ORE User Guide - HTTP Implementation and Multiple Serializations

Abstract

Open Archives Initiative Object Reuse and Exchange (OAI-ORE) defines standards for the description and exchange of aggregations of Web resources. This document describes implementation of OAI-ORE using HTTP [RFC2616], the must widely used protocol of the current World Wide Web. Mechanisms that support multiple Resource Maps in different serializations are described in detail. This user guide is one of several documents comprising the OAI-ORE specification and user guide.

1. Introduction

The use of HTTP URIs to identify ORE Aggregations and Resource Maps leverages the extensive infrastructure and tools of the current World Wide Web [Web Architecture]. HTTP is the best supported protocol of current web browsers, crawlers, search engines, feed aggregators, and many other tools. HTTP provides mechanisms that allow the Aggregation, which is a non-information resource in the sense of the Web Architecture, to yield or redirect to a Resource Map as required by the ORE Model [Data Model]. HTTP is thus the RECOMMENDED protocol and associated URI scheme for ORE Aggregations and Resource Maps.

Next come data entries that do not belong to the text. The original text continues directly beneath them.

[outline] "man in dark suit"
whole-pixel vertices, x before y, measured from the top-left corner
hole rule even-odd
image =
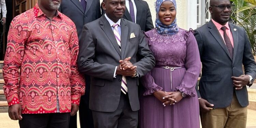
[[[146,2],[142,0],[126,0],[126,11],[123,18],[139,25],[147,31],[154,28],[151,13]]]
[[[62,0],[59,11],[70,18],[75,25],[79,42],[82,38],[83,26],[101,16],[100,0]],[[91,111],[89,108],[90,76],[85,76],[86,89],[81,97],[79,105],[81,128],[93,128]],[[71,117],[70,128],[77,127],[76,116]]]
[[[228,22],[231,9],[229,0],[211,0],[211,20],[195,31],[203,65],[198,92],[203,128],[246,126],[246,86],[256,77],[256,65],[245,30]]]
[[[138,78],[153,69],[155,59],[139,26],[122,18],[125,0],[102,5],[105,14],[84,26],[78,60],[79,71],[91,76],[94,126],[137,128]]]

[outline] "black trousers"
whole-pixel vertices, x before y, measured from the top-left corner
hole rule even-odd
[[[85,75],[86,85],[85,93],[81,97],[79,105],[79,118],[81,128],[94,128],[93,119],[91,111],[89,108],[89,99],[90,95],[90,78],[88,75]],[[69,128],[77,128],[76,115],[70,117]]]
[[[68,128],[70,113],[24,114],[20,128]]]
[[[137,128],[138,111],[131,110],[127,95],[121,93],[117,110],[114,112],[93,111],[95,128]]]

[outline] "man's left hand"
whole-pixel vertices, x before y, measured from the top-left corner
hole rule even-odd
[[[2,22],[2,23],[3,23],[3,25],[5,25],[5,23],[6,23],[6,18],[2,18],[2,19],[1,19],[1,22]]]
[[[249,84],[250,77],[247,75],[242,75],[239,77],[232,76],[234,86],[236,90],[241,90],[243,86]]]
[[[72,103],[71,104],[71,112],[70,112],[70,115],[74,116],[76,114],[78,111],[78,105],[76,104]]]

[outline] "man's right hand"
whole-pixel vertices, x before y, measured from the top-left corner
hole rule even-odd
[[[8,112],[11,119],[19,120],[22,119],[22,109],[20,104],[15,104],[9,106]]]
[[[131,57],[126,58],[123,60],[120,60],[120,64],[117,66],[116,74],[126,76],[132,76],[136,73],[137,66],[134,66],[129,60]],[[123,69],[122,68],[124,68]],[[126,70],[127,69],[127,70]]]
[[[209,103],[207,100],[200,98],[198,100],[200,110],[202,112],[209,112],[211,110],[208,107],[212,108],[214,106],[213,104]]]

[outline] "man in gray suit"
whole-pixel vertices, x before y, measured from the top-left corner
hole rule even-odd
[[[135,23],[141,30],[149,31],[154,28],[148,5],[142,0],[126,0],[126,11],[123,18]]]
[[[125,0],[102,5],[105,14],[84,26],[78,60],[79,71],[91,76],[94,126],[137,128],[138,78],[153,69],[155,59],[139,26],[122,18]]]
[[[228,22],[232,7],[229,0],[211,0],[211,20],[195,31],[203,65],[198,92],[203,128],[246,126],[246,86],[256,77],[256,65],[245,30]]]
[[[86,23],[99,18],[101,15],[100,0],[62,0],[60,12],[70,18],[75,23],[81,41],[83,26]],[[89,108],[90,76],[85,76],[86,84],[85,93],[81,97],[79,105],[81,128],[93,128],[91,111]],[[77,127],[76,116],[70,117],[69,127]]]

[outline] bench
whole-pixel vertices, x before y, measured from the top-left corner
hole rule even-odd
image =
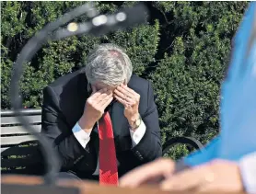
[[[41,109],[24,109],[22,115],[33,125],[36,132],[41,131]],[[189,145],[190,151],[204,147],[194,138],[175,137],[164,143],[163,155],[179,143]],[[41,166],[41,169],[35,169],[36,166]],[[14,111],[1,110],[1,172],[38,175],[43,171],[43,166],[42,155],[33,134],[21,127]]]

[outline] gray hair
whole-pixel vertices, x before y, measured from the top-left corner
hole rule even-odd
[[[117,86],[130,81],[133,74],[131,60],[124,51],[114,44],[100,44],[87,57],[86,72],[90,84],[101,82]]]

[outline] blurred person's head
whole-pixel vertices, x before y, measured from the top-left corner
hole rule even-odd
[[[131,60],[125,51],[114,44],[100,44],[92,50],[86,61],[87,81],[97,90],[127,84],[133,74]]]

There may be one or more Resource Maps that describe a particular Aggregation. These will likely differ in their serialization format and serialization specific metadata (e.g. creation time), and are thus separate resources from a Web Architecture standpoint. Each Resource Map should have a different URI (ReM-1, ReM-2, etc.) and it is incorrect to make multiple Resource Maps available from a single URI via content negotiation.

In application domains such as scholarly communication, there are already many aggregations of resources on the web. These are often described by HTML "Splash Pages" such as http://arxiv.org/abs/astro-ph/0601007. which provide description of an the aggregation and access to components. Splash Pages and the URIs that identify them are NOT ORE Aggregations or Resource Maps. However, with RDFa and microformats it is possible to embed a Resource Map in a Splash Page and we discuss this case below. If there exists a Splash Page that does not contain an RDFa or microformat representation of a Resource Map then that page should not be available via content negotiation from the Aggregation.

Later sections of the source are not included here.